The Down Market Playbook
Global equity markets have sold off in dramatic fashion over the past eight weeks. The U.S. stock market, as measured by the Vanguard Total Stock Market Index ETF, is approximately 18% below its all-time high.
While market declines of this magnitude can be unsettling for investors, they are a regular occurrence by historical measures. Since 1979, the average of intra-year declines has been approximately 14% during a period in which the U.S. stock market generated an annualized return of nearly 12%.
Whenever equity markets are in the midst of a pullback, individual investors are often advised to “stay the course.” This is good advice. Investors should not change a strategy they put in place during rational times when an unfavorable outcome they knew was inevitable (i.e., a market decline) eventually comes to pass. Indeed, we similarly advise our clients to “stay the course” when equity market performance turns negative.
While advising clients to stay the course has the potential to come across as dismissive of prevailing or potential risks, we remain confident in giving this advice because of the steps we have already taken to prepare our clients and their portfolios.
Discipline in a bull market can be just as important as discipline in a bear market.
In December of last year our investment team published a paper, How We Are Positioning Portfolios and Why. The paper detailed why we were taking a “moderate conservative” stance towards risk within our portfolios and identified various opportunities we believed could add value in the current environment. Indeed, decisions to reduce overall equity exposure, overweight value stocks, remain committed to foreign markets, and diversify our fixed income exposure have contributed to strong relative performance this year (yes, our international equity is outperforming our domestic equity strategies year-to-date).
Of course, sometimes there’s also value in the actions you don’t take as an investor.

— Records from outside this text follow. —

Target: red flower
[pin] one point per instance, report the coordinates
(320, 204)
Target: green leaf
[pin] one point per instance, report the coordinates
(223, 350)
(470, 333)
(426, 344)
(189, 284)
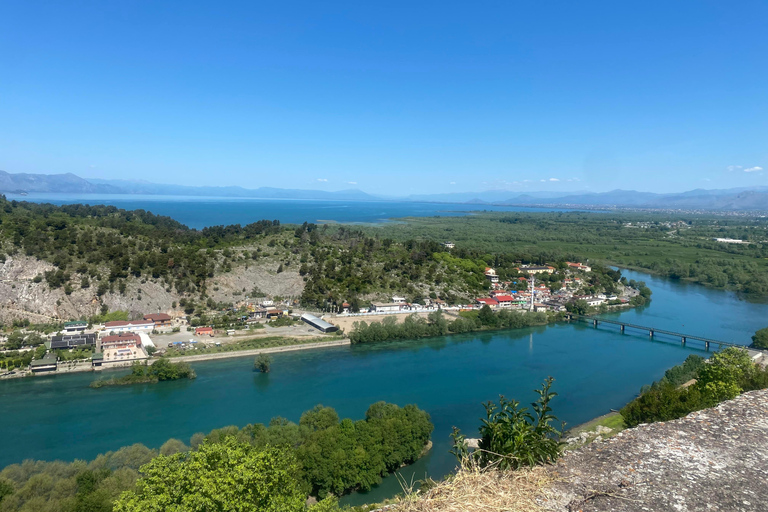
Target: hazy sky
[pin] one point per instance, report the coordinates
(389, 97)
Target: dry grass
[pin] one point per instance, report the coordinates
(473, 489)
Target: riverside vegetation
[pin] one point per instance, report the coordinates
(141, 373)
(414, 326)
(279, 464)
(727, 374)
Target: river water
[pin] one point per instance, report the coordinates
(60, 417)
(200, 212)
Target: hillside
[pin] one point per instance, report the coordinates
(73, 261)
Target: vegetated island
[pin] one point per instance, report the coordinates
(277, 466)
(162, 369)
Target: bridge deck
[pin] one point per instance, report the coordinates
(657, 331)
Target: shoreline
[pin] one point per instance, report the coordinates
(256, 351)
(198, 357)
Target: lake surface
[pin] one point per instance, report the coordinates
(60, 417)
(200, 212)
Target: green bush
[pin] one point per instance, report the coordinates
(511, 436)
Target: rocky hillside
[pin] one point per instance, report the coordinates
(23, 298)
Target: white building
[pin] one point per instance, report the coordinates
(386, 307)
(119, 326)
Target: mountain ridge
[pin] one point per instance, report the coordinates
(738, 198)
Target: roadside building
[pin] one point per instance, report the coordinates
(537, 269)
(69, 341)
(579, 266)
(318, 323)
(46, 364)
(257, 313)
(122, 339)
(491, 275)
(119, 326)
(159, 319)
(75, 327)
(387, 307)
(487, 301)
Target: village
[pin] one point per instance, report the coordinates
(121, 343)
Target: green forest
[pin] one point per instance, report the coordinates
(281, 464)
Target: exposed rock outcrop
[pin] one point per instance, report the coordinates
(715, 459)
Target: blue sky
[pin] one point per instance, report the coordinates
(389, 97)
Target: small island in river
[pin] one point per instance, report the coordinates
(162, 369)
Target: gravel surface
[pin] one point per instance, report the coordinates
(715, 459)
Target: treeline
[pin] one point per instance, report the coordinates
(725, 376)
(679, 246)
(414, 326)
(280, 464)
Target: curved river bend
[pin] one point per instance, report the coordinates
(60, 417)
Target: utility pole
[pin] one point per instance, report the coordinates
(533, 281)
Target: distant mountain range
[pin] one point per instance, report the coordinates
(754, 198)
(72, 184)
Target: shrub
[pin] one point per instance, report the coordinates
(511, 436)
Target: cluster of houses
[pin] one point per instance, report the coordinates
(116, 343)
(538, 298)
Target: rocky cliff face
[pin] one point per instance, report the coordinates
(715, 459)
(22, 298)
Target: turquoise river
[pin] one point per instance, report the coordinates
(60, 417)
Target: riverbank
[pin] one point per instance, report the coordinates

As painful as an 18% correction for the total U.S. stock market might feel, many of the trendy market segments, themes, and individual stocks that performed well in prior years have been hit considerably harder, giving up all excess return previously earned. One lesson you might take from our recent blog post about thematic investing is that discipline in a bull market can be just as important as discipline in a bear market. In other words, we are in considerably better shape today for having not piled into overcrowded IPOs and SPACs, Disruptive Technology and Innovation, Cryptocurrency and Blockchain, and speculative growth stocks.
Looking ahead, as chatter about the possibility of a Fed-induced recession begin to make headlines, it’s important to revisit why Recession Announcements Aren’t Useful Market Timing Indicators. This piece is a good reminder that the economy and the stock market are not the same thing, and it’s the stock market that’s the leading indicator (not the other way around).

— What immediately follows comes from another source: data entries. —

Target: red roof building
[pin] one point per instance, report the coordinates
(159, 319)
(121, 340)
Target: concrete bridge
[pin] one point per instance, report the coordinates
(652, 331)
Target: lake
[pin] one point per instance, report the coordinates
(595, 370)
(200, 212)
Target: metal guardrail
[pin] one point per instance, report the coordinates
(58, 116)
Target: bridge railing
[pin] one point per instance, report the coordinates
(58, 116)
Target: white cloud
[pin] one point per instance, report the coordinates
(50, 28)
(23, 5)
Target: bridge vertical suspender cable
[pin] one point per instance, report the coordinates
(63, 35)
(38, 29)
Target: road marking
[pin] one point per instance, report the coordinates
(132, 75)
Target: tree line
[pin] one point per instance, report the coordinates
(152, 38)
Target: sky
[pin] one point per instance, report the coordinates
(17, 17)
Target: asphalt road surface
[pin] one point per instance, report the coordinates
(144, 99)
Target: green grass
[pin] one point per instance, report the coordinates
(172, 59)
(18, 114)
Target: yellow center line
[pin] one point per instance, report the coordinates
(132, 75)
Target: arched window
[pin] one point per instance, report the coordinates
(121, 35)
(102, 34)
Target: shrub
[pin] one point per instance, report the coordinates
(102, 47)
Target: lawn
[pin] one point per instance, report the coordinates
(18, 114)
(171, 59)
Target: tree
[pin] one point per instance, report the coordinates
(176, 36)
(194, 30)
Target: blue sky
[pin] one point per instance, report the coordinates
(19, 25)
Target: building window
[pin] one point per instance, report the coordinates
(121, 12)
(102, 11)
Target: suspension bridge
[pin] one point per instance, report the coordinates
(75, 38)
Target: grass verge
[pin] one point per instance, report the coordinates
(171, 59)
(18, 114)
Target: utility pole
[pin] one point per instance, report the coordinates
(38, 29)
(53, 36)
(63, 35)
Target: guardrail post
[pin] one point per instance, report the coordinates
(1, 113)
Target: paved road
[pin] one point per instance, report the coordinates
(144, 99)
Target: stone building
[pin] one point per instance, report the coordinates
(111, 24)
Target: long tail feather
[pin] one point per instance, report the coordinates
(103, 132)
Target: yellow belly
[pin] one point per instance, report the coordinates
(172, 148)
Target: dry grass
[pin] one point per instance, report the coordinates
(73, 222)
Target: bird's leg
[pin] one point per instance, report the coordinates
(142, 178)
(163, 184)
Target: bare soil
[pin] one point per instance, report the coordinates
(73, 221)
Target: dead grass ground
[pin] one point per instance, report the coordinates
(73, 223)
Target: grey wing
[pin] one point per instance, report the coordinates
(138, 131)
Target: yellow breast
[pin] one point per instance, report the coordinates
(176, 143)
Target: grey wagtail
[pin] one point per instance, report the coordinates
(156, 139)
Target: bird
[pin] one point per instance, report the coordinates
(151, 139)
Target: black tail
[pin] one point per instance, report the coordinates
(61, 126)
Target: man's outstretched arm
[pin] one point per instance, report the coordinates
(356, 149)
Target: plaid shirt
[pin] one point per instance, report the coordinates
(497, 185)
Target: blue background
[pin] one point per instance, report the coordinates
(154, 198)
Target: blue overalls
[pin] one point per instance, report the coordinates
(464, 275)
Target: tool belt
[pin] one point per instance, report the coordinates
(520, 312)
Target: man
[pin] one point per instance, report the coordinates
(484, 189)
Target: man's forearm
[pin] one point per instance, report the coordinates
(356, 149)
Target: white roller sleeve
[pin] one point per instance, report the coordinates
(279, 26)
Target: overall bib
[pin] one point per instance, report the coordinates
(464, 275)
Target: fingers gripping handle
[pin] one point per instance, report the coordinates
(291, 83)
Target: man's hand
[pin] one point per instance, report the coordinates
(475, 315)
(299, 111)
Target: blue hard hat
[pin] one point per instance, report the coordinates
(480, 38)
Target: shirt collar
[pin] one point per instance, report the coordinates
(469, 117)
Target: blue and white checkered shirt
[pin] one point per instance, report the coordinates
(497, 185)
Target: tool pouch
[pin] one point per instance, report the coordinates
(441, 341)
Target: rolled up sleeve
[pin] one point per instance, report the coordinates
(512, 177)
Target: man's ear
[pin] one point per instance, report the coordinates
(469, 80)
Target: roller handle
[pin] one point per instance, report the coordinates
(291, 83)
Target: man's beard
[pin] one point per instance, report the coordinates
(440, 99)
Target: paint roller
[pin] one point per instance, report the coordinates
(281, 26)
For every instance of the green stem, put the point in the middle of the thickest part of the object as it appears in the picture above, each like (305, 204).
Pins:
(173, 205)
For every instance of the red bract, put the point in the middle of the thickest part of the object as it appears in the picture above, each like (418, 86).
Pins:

In addition to our recent commentary, here are a few other timeless articles that discuss various planning opportunities we often consider on a client-by-client basis while markets are down.
Tax Loss Harvesting
The practice of tax loss harvesting involves selling out of positions that are trading at losses while simultaneously buying similar investment strategies in order to maintain comparable asset class exposure.

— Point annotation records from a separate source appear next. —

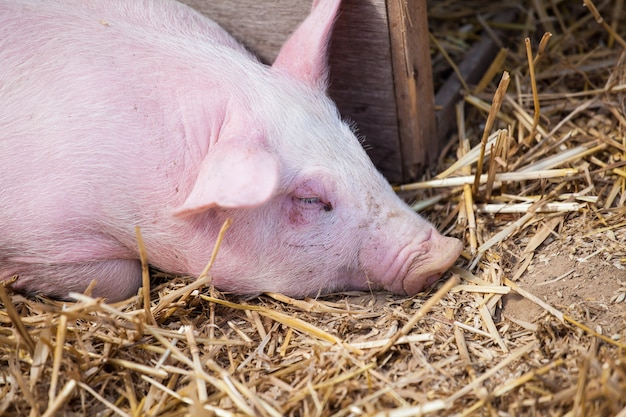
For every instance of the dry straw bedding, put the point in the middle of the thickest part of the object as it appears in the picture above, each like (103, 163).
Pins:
(551, 144)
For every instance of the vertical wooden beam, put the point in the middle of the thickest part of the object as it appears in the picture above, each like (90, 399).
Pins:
(412, 69)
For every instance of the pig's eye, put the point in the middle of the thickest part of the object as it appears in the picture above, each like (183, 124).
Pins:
(312, 201)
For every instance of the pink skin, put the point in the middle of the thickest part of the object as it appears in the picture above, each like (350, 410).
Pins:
(112, 117)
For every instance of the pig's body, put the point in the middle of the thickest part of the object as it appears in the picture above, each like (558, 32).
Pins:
(134, 112)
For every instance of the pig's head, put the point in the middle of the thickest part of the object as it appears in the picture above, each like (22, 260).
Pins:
(310, 212)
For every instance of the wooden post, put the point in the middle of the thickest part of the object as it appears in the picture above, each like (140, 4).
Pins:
(412, 70)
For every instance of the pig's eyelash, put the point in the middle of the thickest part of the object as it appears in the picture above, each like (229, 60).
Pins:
(309, 200)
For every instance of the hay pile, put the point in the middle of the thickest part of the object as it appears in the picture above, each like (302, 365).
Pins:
(551, 195)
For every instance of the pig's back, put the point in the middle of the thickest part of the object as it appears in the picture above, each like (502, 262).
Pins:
(90, 135)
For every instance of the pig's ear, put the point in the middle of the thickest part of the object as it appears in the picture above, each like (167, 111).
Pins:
(234, 174)
(305, 54)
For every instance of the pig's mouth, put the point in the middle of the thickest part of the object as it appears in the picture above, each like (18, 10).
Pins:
(416, 266)
(426, 268)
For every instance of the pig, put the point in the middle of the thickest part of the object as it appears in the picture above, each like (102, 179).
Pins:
(124, 113)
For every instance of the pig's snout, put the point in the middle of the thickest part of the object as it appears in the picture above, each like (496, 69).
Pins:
(422, 273)
(411, 268)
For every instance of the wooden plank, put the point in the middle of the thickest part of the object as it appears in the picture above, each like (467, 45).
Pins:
(408, 26)
(362, 81)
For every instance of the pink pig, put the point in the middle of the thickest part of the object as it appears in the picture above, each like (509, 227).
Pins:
(144, 112)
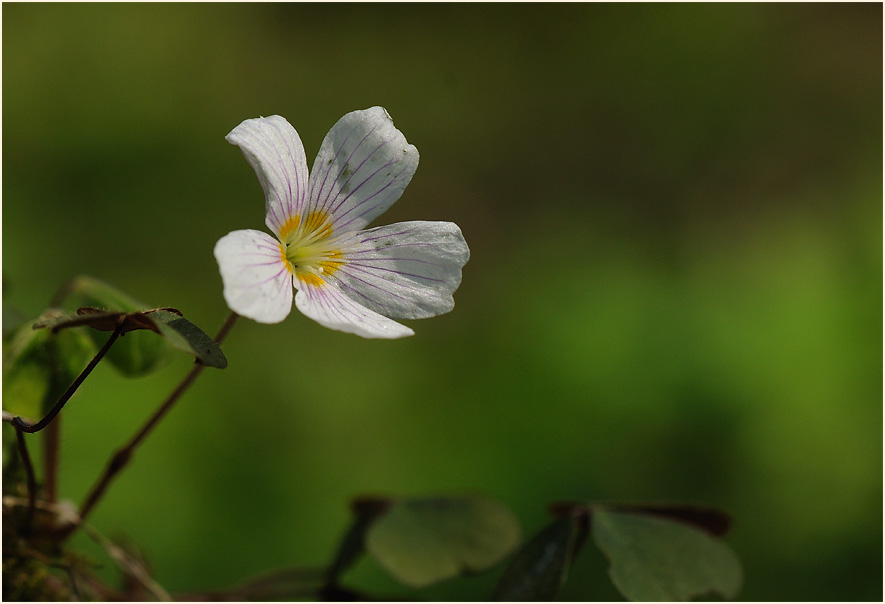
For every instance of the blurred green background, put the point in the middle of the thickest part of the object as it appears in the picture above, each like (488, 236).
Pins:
(675, 290)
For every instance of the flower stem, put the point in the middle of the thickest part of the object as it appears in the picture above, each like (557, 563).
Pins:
(23, 426)
(32, 482)
(122, 457)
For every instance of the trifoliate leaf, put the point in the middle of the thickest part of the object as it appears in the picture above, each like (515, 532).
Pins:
(656, 559)
(539, 569)
(167, 322)
(423, 541)
(135, 354)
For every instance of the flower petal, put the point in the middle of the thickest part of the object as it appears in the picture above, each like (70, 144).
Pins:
(326, 305)
(362, 168)
(257, 281)
(273, 148)
(407, 270)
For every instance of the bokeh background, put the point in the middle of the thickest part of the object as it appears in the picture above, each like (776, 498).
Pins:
(675, 290)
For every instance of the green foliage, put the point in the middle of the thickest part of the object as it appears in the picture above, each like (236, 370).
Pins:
(136, 354)
(167, 322)
(423, 541)
(540, 568)
(656, 559)
(38, 365)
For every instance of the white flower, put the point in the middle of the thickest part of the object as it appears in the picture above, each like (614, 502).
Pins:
(346, 278)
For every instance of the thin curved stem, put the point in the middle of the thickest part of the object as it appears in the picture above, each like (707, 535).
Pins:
(124, 455)
(23, 426)
(32, 482)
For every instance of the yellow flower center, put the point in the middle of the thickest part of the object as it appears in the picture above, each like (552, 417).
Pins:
(308, 248)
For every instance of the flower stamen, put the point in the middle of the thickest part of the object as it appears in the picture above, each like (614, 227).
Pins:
(308, 247)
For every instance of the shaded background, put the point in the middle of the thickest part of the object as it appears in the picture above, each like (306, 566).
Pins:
(675, 290)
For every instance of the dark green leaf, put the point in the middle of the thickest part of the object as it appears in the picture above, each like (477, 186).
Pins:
(186, 336)
(135, 354)
(353, 544)
(655, 559)
(140, 352)
(423, 541)
(539, 569)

Booked losses can help mitigate taxes through several factors, including offsetting capital gains you realized (or will realize later) this calendar year.
Learn more about opportunities for tax loss harvesting in Matt Mormino’s article, including what to consider for your specific situation.
Market volatility has had an impact on retirement account balances, particularly for those with long-time horizons and more aggressive positioning. But with this sour volatility comes the opportunity to make some lemonade by considering a Roth conversion strategy.
For people who finding themselves in a low income, low tax environment with retirement assets invested in equities, a Roth conversion may be in order.
A Roth conversion allows a traditional retirement account owner to transfer—or “convert”—some or all of their accounts into Roth dollars. Whereas traditional retirement accounts are attractive because they can offer an immediate deduction, and therefore immediate tax benefit, Roth accounts are attractive because they can offer tax-free withdrawals.
Learn more about Roth conversions in another article by Matt Mormino and the advantages that can benefit you.
If you find yourself holding a sizable cash balance but are reluctant to invest due to ongoing market volatility, consider dollar cost averaging. Dollar cost averaging is employed when an investor purchases a set dollar amount of a security, or group of securities, on a consistent interval—generally monthly or quarterly—over a predefined period (generally less than one year). While it may not be a reliable way to increase your return, it can be a useful tool for helping investors overcome debilitating emotions such as fear and regret.